American construction company

Sorensen Gross Construction Company (SGCS) is an American construction company, operating out of Flint, Michigan. Sorensen Gross has other offices in Ann Arbor, Michigan, Milwaukee, Wisconsin, Roseville, Minnesota, Schaumburg, Illinois, St. Louis, Missouri, Vienna, Virginia, Tampa, Florida, and Charlotte, North Carolina.

== History ==
Sorensen Gross Construction Company was founded in 1925 in Grand Rapids, Michigan by John Sorensen and Robert Gross. The company moved to Flint, Michigan in 1927, where it is still presently operating.
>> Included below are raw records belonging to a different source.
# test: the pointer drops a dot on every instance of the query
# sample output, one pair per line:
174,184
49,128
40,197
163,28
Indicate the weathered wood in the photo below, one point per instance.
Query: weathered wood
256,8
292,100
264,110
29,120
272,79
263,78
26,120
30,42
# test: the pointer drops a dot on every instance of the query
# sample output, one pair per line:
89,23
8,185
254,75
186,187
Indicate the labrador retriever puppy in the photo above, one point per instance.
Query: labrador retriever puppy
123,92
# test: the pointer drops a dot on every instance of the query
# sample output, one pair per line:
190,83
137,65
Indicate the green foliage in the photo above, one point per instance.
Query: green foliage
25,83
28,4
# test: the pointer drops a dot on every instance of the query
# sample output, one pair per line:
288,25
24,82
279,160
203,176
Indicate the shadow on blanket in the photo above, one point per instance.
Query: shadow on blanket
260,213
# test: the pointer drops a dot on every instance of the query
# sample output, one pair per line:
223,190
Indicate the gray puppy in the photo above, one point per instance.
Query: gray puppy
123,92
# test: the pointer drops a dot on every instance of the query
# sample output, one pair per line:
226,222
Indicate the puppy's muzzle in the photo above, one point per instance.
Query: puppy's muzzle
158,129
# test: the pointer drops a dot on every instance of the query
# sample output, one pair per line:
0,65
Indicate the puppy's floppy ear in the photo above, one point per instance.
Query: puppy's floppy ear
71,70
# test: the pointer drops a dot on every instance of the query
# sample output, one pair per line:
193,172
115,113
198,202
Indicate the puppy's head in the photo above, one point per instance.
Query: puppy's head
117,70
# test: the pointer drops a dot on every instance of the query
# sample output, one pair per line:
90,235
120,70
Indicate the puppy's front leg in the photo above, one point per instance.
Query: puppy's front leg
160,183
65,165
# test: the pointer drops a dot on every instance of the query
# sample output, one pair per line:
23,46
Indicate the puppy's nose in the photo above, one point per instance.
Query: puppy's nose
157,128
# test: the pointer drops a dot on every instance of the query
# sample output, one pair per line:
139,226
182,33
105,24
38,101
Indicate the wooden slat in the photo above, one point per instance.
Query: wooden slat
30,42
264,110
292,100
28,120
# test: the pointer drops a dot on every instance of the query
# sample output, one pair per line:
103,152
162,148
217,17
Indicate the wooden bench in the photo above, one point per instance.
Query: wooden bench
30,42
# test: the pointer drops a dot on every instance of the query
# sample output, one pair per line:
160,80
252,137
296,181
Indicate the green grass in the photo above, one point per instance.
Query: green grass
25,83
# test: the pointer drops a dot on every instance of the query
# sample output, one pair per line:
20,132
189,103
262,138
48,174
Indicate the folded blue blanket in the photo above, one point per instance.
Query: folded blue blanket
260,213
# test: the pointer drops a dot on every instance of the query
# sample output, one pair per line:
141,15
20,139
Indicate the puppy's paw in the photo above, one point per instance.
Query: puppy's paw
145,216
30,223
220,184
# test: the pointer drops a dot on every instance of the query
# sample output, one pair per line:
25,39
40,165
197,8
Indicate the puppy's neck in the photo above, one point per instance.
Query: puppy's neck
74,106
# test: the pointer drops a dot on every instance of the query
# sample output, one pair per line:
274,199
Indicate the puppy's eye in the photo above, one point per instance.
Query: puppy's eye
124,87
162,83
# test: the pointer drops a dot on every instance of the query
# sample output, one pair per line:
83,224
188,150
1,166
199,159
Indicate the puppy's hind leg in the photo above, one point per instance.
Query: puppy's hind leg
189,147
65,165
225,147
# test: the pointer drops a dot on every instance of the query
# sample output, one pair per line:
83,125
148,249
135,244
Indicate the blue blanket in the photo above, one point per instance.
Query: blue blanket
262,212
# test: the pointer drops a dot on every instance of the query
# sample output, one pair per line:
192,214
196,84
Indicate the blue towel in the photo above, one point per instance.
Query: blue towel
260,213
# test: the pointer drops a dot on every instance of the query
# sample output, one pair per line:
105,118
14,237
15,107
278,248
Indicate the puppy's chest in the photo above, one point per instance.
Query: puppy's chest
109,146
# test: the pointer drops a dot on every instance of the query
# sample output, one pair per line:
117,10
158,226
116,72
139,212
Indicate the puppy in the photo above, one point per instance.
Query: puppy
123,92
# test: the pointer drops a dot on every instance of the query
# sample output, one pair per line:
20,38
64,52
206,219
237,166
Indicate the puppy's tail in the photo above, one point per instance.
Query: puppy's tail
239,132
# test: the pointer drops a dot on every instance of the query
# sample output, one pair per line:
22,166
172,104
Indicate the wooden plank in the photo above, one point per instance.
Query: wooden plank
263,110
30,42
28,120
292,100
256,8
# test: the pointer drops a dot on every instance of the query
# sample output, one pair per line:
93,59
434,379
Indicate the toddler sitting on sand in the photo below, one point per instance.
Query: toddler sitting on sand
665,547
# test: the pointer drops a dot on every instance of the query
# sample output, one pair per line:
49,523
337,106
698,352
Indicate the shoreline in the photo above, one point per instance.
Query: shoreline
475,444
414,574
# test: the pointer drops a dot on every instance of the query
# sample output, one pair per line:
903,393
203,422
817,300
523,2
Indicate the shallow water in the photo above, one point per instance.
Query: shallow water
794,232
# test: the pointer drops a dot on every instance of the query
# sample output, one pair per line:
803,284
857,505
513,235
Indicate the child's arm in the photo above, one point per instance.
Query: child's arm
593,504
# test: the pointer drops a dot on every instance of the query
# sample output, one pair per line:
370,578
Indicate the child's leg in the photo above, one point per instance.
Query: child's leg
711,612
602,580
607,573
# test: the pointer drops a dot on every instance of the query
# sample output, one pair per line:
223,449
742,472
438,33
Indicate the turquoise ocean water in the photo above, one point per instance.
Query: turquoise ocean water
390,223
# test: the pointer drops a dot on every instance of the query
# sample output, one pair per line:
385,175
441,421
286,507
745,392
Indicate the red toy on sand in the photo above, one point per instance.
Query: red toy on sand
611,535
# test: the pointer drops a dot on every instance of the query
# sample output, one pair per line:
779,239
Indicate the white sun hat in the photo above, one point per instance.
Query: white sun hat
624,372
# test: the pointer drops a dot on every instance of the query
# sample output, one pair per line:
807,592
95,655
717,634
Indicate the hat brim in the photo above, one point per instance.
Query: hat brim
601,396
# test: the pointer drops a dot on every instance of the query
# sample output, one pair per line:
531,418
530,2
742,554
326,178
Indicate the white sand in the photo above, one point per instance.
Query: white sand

In 1966, the company was taken over by Ghassan Saab. In 1972, Richard Sly joined Ghassan Saab in the executive offices.

In 1999, Sorensen Gross was ranked in The Michigan Private 100, placing as the 34th the fastest-growing private business in the state of Michigan. In 2005, Sorensen Gross' safety records were recognized for having more than 50,000 hours with a zero-incident rate.

Sorensen Gross partnered up with Uptown Developments, a developer group that owns several buildings in downtown Flint, and work together to renovate much of Downtown Flint. In addition Sorensen Gross began built many schools, restaurants, strip malls, and other commercial buildings.

In July 2018 the company agreed to pay a $2.481 million settlement over allegations it submitted false claims for payment under a construction contract funded by the United States Agency for International Development (USAID).

== Notable Projects ==
Sorensen Gross has completed projects in the Southeastern and Midwestern United States, Egypt, and Jordan.